Conforme con las evidencias empíricas, la presencia de un déficit fiscal resulta de un exceso del gasto público sobre los ingresos fiscales, esto es, que, si el gobierno gasta más que lo que recibe de sus impuestos o ingresos fiscales, para un periodo determinado, se tiene un déficit presupuestario o déficit fiscal.
Por tal razón cuando el gobierno incurre en déficit fiscal, entonces, normalmente tiene que recurrir a endeudarse para solventar el monto del déficit que se ha creado; más aún, si ese déficit es repetitivo años tras años, de esa manera el gobierno va incrementando el endeudamiento.
Es en tal contexto que la acumulación de endeudamientos se traduce en lo que los economistas denominan como deuda pública, la cual al relacionarse con el PIB va a indicar el porcentaje que representa la deuda en relación a este, pues mientras más alta, mayor es la deuda y en consecuencias aumentan los gastos por intereses. Como se sabe, un déficit fiscal se cubre con deuda, por lo que hay que hacer una diferencia en el tipo de deuda al que se incurre.
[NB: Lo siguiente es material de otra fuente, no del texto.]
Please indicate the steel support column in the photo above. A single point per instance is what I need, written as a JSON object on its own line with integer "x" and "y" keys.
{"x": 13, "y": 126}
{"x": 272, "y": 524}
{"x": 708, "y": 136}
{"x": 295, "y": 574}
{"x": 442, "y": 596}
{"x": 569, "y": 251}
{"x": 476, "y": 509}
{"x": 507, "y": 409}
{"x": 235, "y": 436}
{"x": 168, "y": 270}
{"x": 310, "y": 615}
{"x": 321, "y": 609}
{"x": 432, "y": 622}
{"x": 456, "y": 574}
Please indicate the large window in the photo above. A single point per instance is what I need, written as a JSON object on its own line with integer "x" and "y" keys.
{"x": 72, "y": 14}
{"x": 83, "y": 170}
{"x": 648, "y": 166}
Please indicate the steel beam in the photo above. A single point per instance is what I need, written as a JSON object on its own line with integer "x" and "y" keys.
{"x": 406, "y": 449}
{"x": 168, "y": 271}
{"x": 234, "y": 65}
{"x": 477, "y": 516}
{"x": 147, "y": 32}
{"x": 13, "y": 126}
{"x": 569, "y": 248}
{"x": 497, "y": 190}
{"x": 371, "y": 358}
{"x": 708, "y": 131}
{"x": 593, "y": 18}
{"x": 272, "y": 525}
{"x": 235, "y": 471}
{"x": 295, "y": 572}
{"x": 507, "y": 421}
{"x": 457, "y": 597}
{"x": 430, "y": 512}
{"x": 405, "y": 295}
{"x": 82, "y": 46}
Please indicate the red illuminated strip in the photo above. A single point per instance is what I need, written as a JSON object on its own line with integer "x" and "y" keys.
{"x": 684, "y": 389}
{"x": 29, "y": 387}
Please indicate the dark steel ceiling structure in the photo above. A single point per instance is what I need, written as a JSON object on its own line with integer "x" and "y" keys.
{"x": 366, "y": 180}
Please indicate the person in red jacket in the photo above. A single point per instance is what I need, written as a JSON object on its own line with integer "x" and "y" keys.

Generalmente, los gobiernos de países de economías emergentes son muy proclives a endeudarse por encima de lo que pueden financiar; sin ningún problema, razón por la cual, al tener ahogamiento financiero, de inmediato recurren a incrementar los impuestos, cuyos efectos contiguos consisten en reducir el nivel de vida de la población, también, se cae en una situación de impago y la presencia inevitable de fenómenos inflacionario.
La teoría económica establece que, la financiación del déficit fiscal, endeudándose en vez de eficientizar los impuestos, provoca un incremento del consumo en el corto plazo, lo que, en una economía de pleno empleo, significa tener menos margen para invertir. Pero es que la financiación mediante déficit se traduce en una contracción de la inversión, significando esto que, en el largo plazo, tanto el consumo como la producción, registrarán una desaceleración pronunciada.
Para que se tenga una idea más concreta de las consecuencias de un déficit fiscal y su financiación, solo hay que tomar en consideración que la demanda agregada descansa en cuatro componentes fundamentales como son: el consumo, la inversión, el gasto público y la diferencia entre las exportaciones y las importaciones. De estos componentes de la demanda agregada, el consumo es el más relevante porque tiene que ver con los gastos en bienes y servicios que hacen las economías domésticas, o familias, por lo que la decisión de gastar o ahorrar va a impactar en la demanda total.
Bajo este enfoque se entiende mejor que la utilización del gasto público y de los impuestos para ajustar la demanda agregada constituye la esencia de la política fiscal, por tal razón al plantear una reducción del déficit fiscal hay que analizar y predecir las consecuencias que el mismo tiene sobre el crecimiento económico. Por un lado, está el temor de que una reducción del déficit fiscal, vía el incremento de los impuestos, tenga un impacto negativo en el ahorro, y, por otro lado, la incertidumbre se dispara si se impulsa una reducción del déficit fiscal reduciendo la inversión pública ya que en tal escenario se perjudica el crecimiento económico.
A la Luz de la razón, plantearse una reforma fiscal en una crisis en proceso es apostar a un freno de la actividad económica y un grave sacrificio en la calidad de vida de los ciudadanos. Se trata de como el gobierno tiene que invocar la ingeniería financiera para conseguir fuentes de financiación que permitan ejecutar los gastos e inversión para seguir enfrentando la situación de la pandemia, así como incentivar la recuperación plena de la economía y evitar la propagación del Covid 19.
Una reforma fiscal en tiempos de crisis se traduce en algo desastroso para una economía que aún no supera la estrangulación de la crisis sanitaria. Pues se trata de que el principal problema que arrastra una reforma fiscal es que no considera a los grandes capitales como la principal unidad de contribuyente, sino, a los que menos tienen.